Whenever mighty Alibaba sets a new priority for China, the world's biggest e-commerce market, brands quickly get to work, and "the scale is instantly huge and massive," said Alex Misseri, senior VP-retail and commerce at Razorfish Asia-Pacific.
So when customers walk into any of 180,000 participating brick-and-mortar stores, a text message from their Alibaba mobile app pops up on their phone, asking them to scan a code in the shop to compete for coupons for the 11.11 event, as it's called. Alibaba says about $755 million in coupons will go out for the event.
Another push is to get items delivered from local brick-and-mortar shops instead of distant warehouses—meaning delivery times could be slashed, maybe measured in minutes instead of hours or days, Mr. Misseri noted.

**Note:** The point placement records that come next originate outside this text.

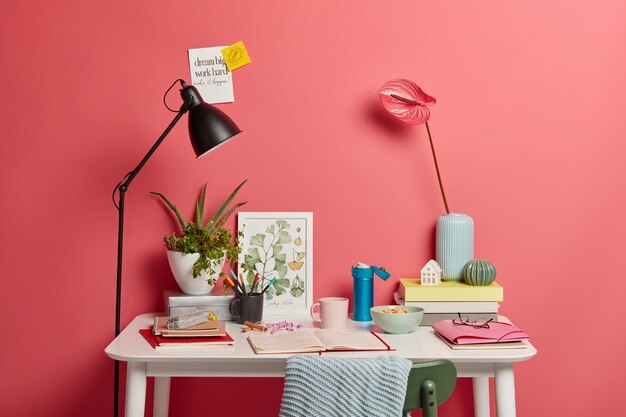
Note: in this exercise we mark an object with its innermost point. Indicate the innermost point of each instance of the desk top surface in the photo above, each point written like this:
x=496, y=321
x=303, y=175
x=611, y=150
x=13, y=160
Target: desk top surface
x=420, y=345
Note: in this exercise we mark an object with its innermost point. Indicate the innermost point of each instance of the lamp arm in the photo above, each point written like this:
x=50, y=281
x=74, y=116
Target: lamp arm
x=122, y=188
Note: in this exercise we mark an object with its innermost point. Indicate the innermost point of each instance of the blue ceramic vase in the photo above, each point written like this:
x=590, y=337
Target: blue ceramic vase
x=455, y=245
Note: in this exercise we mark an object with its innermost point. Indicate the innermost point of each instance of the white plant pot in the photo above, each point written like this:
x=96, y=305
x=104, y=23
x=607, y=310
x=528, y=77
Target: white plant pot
x=181, y=265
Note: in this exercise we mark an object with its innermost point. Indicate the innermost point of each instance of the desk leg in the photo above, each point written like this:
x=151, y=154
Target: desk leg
x=135, y=389
x=481, y=396
x=161, y=396
x=505, y=390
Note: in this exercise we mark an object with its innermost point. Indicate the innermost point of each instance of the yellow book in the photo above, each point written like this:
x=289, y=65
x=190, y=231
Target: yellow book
x=411, y=290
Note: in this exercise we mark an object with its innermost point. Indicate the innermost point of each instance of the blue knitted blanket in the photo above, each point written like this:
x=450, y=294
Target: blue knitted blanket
x=318, y=386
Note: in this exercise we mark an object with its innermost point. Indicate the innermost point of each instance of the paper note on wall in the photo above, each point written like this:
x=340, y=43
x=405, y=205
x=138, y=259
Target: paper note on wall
x=210, y=76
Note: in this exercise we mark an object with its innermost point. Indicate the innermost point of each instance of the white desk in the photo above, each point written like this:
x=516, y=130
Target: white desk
x=240, y=361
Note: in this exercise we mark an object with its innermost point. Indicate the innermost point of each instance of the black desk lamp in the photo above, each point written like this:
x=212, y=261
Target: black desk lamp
x=209, y=128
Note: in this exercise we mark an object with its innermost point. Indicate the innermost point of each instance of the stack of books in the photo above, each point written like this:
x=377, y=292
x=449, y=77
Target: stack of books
x=177, y=303
x=446, y=300
x=495, y=336
x=208, y=333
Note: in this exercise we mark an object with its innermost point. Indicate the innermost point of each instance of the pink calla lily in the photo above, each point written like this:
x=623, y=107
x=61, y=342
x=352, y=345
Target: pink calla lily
x=407, y=102
x=404, y=100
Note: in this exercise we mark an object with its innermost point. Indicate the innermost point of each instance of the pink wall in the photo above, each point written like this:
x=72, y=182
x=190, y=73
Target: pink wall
x=528, y=128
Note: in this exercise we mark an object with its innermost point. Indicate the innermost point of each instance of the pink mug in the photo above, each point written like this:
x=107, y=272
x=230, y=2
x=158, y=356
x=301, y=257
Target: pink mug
x=333, y=312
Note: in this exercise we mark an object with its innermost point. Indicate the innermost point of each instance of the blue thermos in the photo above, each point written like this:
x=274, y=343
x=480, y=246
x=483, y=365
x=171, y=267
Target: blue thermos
x=364, y=289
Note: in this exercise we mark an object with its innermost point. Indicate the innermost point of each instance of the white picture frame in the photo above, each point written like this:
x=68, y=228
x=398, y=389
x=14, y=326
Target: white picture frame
x=279, y=245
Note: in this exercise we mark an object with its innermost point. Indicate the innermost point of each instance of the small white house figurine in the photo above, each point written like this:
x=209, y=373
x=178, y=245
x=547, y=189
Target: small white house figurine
x=431, y=273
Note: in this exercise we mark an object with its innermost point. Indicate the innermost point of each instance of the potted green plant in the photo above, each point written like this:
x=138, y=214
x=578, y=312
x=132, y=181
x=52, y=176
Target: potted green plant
x=197, y=256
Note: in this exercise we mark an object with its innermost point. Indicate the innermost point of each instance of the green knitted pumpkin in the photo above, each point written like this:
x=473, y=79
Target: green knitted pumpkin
x=479, y=272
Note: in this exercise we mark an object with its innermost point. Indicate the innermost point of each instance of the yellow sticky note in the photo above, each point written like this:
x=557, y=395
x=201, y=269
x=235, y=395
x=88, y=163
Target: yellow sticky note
x=235, y=56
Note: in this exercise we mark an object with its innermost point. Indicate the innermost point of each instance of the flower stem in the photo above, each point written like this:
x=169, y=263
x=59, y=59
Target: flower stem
x=432, y=148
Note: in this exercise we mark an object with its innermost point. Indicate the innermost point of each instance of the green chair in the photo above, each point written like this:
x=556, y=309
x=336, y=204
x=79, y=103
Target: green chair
x=429, y=384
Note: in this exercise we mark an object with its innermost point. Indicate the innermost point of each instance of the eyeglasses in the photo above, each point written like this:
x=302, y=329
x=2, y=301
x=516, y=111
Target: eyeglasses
x=477, y=324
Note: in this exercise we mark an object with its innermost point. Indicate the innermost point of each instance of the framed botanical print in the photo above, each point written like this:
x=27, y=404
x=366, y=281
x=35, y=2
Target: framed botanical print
x=279, y=248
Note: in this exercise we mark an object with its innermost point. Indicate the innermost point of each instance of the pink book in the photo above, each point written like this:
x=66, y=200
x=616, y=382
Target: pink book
x=464, y=335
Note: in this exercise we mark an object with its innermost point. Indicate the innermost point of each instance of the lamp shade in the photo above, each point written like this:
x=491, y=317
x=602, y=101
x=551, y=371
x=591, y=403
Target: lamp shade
x=209, y=127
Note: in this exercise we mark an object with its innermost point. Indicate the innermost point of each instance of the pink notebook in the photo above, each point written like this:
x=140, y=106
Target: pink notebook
x=465, y=335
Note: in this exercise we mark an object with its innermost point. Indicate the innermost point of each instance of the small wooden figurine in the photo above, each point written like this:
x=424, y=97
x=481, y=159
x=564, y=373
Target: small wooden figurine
x=431, y=273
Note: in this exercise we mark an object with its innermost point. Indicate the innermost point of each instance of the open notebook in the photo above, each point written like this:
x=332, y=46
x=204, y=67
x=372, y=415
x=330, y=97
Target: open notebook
x=301, y=341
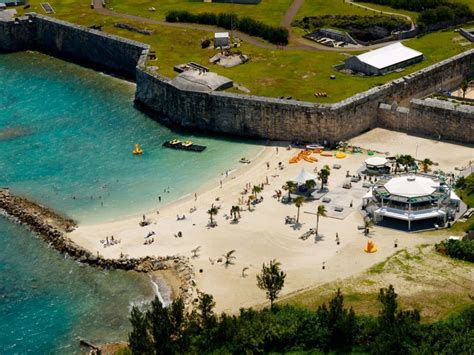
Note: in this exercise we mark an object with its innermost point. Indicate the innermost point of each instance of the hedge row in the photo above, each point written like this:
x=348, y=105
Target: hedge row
x=431, y=11
x=276, y=35
x=458, y=249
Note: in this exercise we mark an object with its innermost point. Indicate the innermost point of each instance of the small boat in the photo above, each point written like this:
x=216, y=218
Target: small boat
x=314, y=146
x=137, y=150
x=186, y=145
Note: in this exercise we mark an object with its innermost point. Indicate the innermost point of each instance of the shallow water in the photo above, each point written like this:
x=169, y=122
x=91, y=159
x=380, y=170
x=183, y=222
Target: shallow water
x=66, y=136
x=47, y=301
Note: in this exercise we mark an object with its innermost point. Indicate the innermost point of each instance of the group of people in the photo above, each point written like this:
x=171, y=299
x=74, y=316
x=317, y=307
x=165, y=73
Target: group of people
x=278, y=195
x=109, y=242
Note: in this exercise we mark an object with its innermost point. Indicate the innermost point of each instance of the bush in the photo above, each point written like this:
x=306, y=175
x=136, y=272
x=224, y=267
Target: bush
x=365, y=28
x=458, y=249
x=276, y=35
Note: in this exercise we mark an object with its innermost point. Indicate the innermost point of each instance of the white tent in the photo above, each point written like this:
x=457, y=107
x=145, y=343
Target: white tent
x=303, y=177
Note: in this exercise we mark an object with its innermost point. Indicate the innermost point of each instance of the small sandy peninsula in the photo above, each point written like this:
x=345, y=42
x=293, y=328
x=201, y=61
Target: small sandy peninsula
x=262, y=234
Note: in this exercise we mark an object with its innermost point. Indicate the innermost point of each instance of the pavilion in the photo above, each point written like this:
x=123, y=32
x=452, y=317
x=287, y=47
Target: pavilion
x=411, y=198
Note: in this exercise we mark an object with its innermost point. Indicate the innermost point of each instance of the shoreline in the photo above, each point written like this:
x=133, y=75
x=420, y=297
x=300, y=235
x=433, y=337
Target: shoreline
x=188, y=197
x=54, y=229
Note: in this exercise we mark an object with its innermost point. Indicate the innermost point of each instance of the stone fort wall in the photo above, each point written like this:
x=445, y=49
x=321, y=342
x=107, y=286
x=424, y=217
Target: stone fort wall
x=235, y=114
x=72, y=42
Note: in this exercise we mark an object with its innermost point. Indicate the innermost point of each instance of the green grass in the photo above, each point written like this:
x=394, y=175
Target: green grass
x=272, y=73
x=268, y=11
x=412, y=14
x=434, y=284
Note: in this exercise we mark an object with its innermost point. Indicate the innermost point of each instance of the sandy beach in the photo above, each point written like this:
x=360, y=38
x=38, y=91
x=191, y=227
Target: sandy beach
x=261, y=234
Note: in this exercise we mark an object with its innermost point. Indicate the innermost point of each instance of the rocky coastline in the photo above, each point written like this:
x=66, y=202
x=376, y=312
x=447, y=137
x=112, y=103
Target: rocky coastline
x=54, y=228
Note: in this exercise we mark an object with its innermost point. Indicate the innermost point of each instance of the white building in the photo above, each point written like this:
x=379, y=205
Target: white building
x=384, y=60
x=377, y=165
x=221, y=39
x=412, y=198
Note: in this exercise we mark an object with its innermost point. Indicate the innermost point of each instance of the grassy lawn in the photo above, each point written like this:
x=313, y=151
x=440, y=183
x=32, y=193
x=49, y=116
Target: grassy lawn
x=412, y=14
x=268, y=11
x=434, y=284
x=271, y=73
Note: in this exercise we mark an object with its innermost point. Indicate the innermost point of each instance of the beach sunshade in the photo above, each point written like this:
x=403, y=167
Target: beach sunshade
x=303, y=177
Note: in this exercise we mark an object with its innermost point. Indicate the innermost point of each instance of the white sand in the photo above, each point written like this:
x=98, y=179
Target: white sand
x=262, y=235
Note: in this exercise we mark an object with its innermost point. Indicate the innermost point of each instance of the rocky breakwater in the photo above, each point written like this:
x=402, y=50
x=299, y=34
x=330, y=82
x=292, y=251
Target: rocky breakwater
x=54, y=228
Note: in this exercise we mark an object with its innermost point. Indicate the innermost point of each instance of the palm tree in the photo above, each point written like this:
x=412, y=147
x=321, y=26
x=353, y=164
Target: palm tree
x=291, y=187
x=234, y=211
x=426, y=163
x=465, y=86
x=256, y=190
x=321, y=212
x=310, y=184
x=298, y=203
x=212, y=212
x=229, y=257
x=368, y=223
x=323, y=175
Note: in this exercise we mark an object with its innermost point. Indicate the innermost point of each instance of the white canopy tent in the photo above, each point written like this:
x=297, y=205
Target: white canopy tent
x=303, y=177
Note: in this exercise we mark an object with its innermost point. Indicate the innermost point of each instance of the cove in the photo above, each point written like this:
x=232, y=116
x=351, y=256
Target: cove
x=66, y=136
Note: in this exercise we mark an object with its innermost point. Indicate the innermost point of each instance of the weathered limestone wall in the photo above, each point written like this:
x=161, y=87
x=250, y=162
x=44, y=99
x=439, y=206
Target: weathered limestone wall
x=228, y=113
x=430, y=117
x=72, y=42
x=16, y=36
x=244, y=115
x=289, y=119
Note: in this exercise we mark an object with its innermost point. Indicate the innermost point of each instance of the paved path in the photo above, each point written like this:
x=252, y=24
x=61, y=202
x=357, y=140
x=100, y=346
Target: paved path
x=382, y=12
x=299, y=42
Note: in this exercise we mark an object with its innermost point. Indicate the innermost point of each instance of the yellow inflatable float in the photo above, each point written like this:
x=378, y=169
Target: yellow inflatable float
x=370, y=247
x=137, y=150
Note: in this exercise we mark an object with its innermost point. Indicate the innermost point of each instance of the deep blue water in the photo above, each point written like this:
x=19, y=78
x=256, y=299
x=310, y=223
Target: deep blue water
x=66, y=136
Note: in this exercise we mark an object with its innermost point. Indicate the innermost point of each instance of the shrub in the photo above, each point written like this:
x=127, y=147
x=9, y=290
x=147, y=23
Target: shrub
x=458, y=249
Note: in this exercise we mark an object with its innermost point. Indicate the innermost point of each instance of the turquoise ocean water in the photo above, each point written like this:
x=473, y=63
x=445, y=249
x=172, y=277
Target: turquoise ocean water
x=66, y=136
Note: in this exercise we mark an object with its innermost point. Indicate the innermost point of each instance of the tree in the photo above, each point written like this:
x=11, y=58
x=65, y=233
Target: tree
x=291, y=187
x=256, y=190
x=160, y=327
x=310, y=184
x=426, y=163
x=340, y=323
x=271, y=279
x=212, y=212
x=207, y=320
x=229, y=257
x=464, y=87
x=139, y=338
x=368, y=223
x=323, y=175
x=321, y=212
x=397, y=330
x=298, y=203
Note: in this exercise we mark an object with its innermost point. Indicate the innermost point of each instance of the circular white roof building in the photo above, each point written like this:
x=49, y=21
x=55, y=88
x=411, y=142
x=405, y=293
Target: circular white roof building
x=411, y=186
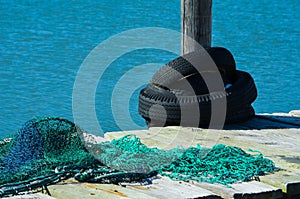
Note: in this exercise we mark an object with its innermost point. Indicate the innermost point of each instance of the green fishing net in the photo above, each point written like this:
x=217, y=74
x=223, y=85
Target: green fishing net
x=45, y=151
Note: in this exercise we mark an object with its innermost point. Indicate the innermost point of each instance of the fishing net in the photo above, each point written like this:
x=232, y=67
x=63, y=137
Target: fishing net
x=45, y=151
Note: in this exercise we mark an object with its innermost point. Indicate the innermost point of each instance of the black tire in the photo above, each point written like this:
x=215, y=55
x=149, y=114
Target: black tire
x=242, y=93
x=174, y=70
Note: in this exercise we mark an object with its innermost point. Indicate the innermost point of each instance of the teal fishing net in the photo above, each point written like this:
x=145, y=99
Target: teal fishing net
x=45, y=151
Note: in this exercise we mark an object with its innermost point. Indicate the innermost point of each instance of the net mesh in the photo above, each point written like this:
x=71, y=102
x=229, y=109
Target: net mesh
x=54, y=146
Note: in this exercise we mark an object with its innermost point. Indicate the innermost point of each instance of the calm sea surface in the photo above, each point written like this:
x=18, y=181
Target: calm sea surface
x=42, y=45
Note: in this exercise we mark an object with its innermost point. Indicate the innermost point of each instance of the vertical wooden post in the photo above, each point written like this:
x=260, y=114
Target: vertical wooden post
x=196, y=23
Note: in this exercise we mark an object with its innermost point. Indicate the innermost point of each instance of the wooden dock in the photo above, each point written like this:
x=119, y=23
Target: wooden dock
x=277, y=136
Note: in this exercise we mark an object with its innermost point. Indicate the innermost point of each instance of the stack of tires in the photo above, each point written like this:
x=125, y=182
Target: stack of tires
x=180, y=87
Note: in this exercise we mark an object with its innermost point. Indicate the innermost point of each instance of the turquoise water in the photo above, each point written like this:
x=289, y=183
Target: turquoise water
x=42, y=45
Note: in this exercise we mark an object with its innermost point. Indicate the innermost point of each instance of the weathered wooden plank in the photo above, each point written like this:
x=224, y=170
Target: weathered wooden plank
x=267, y=122
x=196, y=23
x=87, y=191
x=30, y=196
x=280, y=145
x=244, y=190
x=163, y=187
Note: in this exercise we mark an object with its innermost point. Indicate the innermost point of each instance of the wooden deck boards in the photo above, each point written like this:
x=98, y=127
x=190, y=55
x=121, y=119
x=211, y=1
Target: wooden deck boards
x=276, y=136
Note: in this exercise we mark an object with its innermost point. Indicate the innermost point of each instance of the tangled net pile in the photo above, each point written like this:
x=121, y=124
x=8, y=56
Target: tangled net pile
x=45, y=151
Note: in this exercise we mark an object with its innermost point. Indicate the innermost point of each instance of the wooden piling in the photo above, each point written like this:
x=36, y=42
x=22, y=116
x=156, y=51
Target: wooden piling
x=196, y=23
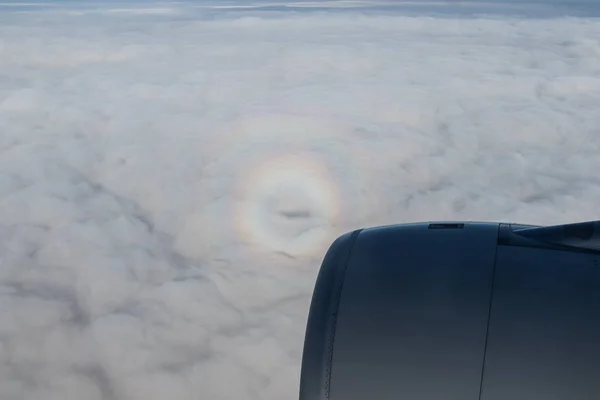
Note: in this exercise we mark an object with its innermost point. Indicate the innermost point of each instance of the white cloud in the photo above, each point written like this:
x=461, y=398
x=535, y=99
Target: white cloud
x=149, y=247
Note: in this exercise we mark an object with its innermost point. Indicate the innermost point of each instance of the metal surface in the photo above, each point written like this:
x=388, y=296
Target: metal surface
x=544, y=336
x=460, y=310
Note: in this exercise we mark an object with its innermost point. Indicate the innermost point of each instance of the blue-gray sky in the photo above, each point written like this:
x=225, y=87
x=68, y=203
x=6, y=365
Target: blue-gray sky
x=172, y=173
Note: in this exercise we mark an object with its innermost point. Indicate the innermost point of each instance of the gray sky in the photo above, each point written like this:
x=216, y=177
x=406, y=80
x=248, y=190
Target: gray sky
x=171, y=174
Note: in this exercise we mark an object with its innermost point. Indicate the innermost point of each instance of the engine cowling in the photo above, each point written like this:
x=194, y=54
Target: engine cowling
x=456, y=311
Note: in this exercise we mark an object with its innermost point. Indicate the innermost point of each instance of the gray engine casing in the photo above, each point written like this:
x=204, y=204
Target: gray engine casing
x=456, y=311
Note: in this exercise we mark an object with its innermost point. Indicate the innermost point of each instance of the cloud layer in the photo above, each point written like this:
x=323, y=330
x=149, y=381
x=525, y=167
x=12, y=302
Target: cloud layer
x=170, y=176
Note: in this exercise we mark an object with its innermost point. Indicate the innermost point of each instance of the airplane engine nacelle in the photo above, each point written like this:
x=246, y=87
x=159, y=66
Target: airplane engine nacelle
x=456, y=311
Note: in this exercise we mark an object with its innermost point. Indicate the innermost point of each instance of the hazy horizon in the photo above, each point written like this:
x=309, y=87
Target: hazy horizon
x=171, y=174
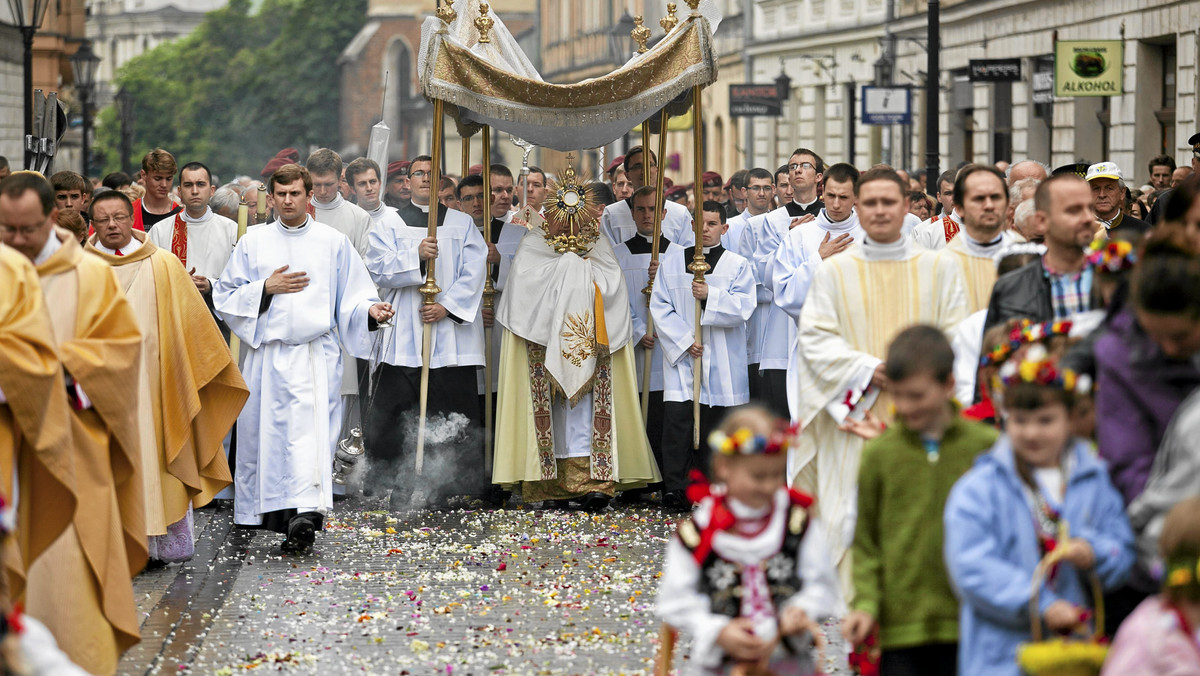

Retailers with shops on Alibaba's Tmall platform have their own O2O incentives. Cadillac is selling cars online through Tmall, and the first 100 buyers to click on Nov. 11 will get an ATS-L at half price. There's an O2O twist for a (slight) discount: Customers who visit a showroom and post a photo of a car on mobile app WeChat can get an extra $31 off.
Alibaba isn't alone in the O2O craze; China's other internet behemoths, Tencent and Baidu, are all fighting for domination in this space. Robin Li, the CEO of Baidu, the world's No. 3 digital ad player after Google and Facebook, has even said that O2O services and retail are the company's future, as opposed to search ads, where the company gets most revenue today. And he has complained that investors in the U.S., where Baidu is listed, don't understand how important O2O is.
The Chinese giants' intense rivalry, and their spending spree on O2O-related businesses, are spurring on a golden age for smartphone users in China.
Tencent's WeChat is no longer just a chat app; you can use it to buy plane tickets, call a cab, pay your electric bill, play a mobile game pushed out by a brand or go shopping. (To convince people to link their bank cards to WeChat, the company ran hugely successful social games at Chinese New Year that played on the seasonal tradition of giving and receiving cash in red envelopes.)
Tencent has a partnership with China's second-largest online retailer, JD.com, which has its own Nov. 11 sales event to try to compete with Alibaba's. It also backed an online review platform and on-demand service called Dianping and integrated it onto WeChat; now with a few clicks you can order a chef to cook a meal for you ($15.50), hire a manicurist to do your nails at home (from $10.70) or get someone to wash your car ($6.13).
All that is made possible by China's low labor costs and the population density in Chinese megacities, said Eugene Chew, chief digital officer at J. Walter Thompson Shanghai. People also find the services convenient because of low car ownership in China as well as undeveloped retail offerings in many cities. And another factor is that China embraces digital change so fast.